Wednesday, May 24, 2017

PhantomJS, CasperJS and Arrays of Functions

Scraping

I've been doing some scraping - writing apps that fetch HTML content using HTTP GET and the occasional POST.

I've found two reasonably nice solutions for making scrapers easily:

  1. Scrapy - a Python framework, optional Splash server available if full browser implementation (especially Javascript) is needed.
  2. CasperJS - a Javascript framework built on PhantomJS, a headless browser.


One recent accomplishment has to do with downloading files from a web site, but I'm under non-disclosure and can't talk about that. Dang.

That work was done in CasperJS, which has an interesting approach to defining and executing scrapers and spiders.

CasperJS

CasperJS handles PhantomJS "under the covers" and provides nice wrappers around important features like injecting Javascript code into the browser and waiting on DOM elements, not to mention inputting keystrokes and mouse clicks.

Functions Inside Functions

Using CasperJS, you create a Casper object then start it with an initial URL, which is requested husing HTTP(S) via the PhantomJS headless browser.

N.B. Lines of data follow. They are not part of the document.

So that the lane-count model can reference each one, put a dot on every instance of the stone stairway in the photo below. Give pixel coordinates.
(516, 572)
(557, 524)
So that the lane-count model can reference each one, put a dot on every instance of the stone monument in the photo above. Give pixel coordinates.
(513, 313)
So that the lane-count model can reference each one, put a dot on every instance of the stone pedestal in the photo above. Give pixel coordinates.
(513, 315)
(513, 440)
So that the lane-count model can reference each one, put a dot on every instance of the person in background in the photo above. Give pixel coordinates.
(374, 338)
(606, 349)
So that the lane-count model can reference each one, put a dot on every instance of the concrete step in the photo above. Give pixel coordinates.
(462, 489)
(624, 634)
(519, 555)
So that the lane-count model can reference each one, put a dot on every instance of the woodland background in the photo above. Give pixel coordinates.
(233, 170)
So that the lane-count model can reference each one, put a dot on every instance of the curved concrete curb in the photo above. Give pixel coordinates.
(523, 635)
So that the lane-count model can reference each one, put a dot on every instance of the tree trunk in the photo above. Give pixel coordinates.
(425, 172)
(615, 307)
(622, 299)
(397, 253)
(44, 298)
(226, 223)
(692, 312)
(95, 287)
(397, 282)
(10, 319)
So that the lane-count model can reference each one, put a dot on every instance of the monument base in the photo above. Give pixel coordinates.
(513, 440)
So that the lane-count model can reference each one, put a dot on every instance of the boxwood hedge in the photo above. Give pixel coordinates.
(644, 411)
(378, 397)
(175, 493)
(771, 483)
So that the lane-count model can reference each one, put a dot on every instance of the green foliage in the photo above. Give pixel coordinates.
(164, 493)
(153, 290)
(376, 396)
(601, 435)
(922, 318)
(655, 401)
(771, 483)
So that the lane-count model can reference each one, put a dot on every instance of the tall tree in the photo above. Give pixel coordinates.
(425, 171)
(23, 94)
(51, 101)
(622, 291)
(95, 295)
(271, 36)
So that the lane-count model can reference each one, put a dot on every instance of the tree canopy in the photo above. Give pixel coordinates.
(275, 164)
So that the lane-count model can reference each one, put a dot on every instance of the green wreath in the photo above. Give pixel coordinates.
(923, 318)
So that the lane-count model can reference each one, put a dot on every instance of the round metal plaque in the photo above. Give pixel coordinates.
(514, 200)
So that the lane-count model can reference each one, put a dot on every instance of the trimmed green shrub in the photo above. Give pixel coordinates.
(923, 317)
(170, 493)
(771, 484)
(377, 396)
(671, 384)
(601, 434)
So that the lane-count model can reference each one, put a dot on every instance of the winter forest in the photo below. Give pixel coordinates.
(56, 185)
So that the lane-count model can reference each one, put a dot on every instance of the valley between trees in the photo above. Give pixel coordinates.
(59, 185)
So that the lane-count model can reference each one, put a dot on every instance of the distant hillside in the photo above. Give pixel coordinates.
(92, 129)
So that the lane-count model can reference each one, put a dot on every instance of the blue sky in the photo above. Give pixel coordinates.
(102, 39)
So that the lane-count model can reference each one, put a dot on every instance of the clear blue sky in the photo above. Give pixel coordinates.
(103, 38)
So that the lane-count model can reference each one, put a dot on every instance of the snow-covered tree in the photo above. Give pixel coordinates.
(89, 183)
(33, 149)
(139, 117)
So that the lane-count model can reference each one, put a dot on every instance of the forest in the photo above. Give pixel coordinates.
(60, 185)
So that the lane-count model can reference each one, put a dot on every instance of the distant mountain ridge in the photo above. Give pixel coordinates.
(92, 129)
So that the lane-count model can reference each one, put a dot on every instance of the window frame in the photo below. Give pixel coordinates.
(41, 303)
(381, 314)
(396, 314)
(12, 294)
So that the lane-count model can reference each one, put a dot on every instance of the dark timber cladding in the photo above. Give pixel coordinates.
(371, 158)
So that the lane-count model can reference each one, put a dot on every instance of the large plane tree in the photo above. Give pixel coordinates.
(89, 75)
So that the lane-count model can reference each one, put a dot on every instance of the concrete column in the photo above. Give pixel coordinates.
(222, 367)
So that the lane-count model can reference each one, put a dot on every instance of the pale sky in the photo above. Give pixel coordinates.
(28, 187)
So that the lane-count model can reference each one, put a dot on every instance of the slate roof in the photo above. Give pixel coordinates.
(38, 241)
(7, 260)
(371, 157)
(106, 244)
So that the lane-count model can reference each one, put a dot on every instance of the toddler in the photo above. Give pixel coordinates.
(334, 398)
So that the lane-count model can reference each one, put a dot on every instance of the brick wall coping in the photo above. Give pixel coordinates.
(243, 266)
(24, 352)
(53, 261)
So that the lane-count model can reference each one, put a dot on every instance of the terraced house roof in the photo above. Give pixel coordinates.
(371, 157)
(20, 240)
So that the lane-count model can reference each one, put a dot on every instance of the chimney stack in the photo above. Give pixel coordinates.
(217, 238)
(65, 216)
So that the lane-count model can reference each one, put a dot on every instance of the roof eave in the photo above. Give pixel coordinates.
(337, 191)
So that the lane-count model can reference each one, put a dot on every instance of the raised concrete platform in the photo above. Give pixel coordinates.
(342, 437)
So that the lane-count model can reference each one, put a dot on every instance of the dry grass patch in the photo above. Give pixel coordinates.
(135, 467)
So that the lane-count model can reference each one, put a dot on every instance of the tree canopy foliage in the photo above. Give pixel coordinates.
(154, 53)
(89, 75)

Instead of directly coding the spider or scraper, you define a series of CasperJS steps using casper.then() (or inside of a casper object use this.then()). Each definition is a function:
casper.then(function doSomething() {
    this.wait(250);
});

These functions are added to an array of function definitions and are not immediately run. When you get done defining them, you do a casper.run() {} and the functions will be invoked in order (maybe, see the bypass() function).

Functions frequently add new functions to the list, so you can be executing step 3 out of 4, and when the step complete you are now executing step 4 out of 7.

You can add logic that skips forward or backward through the array of functions, allowing loops and optional steps.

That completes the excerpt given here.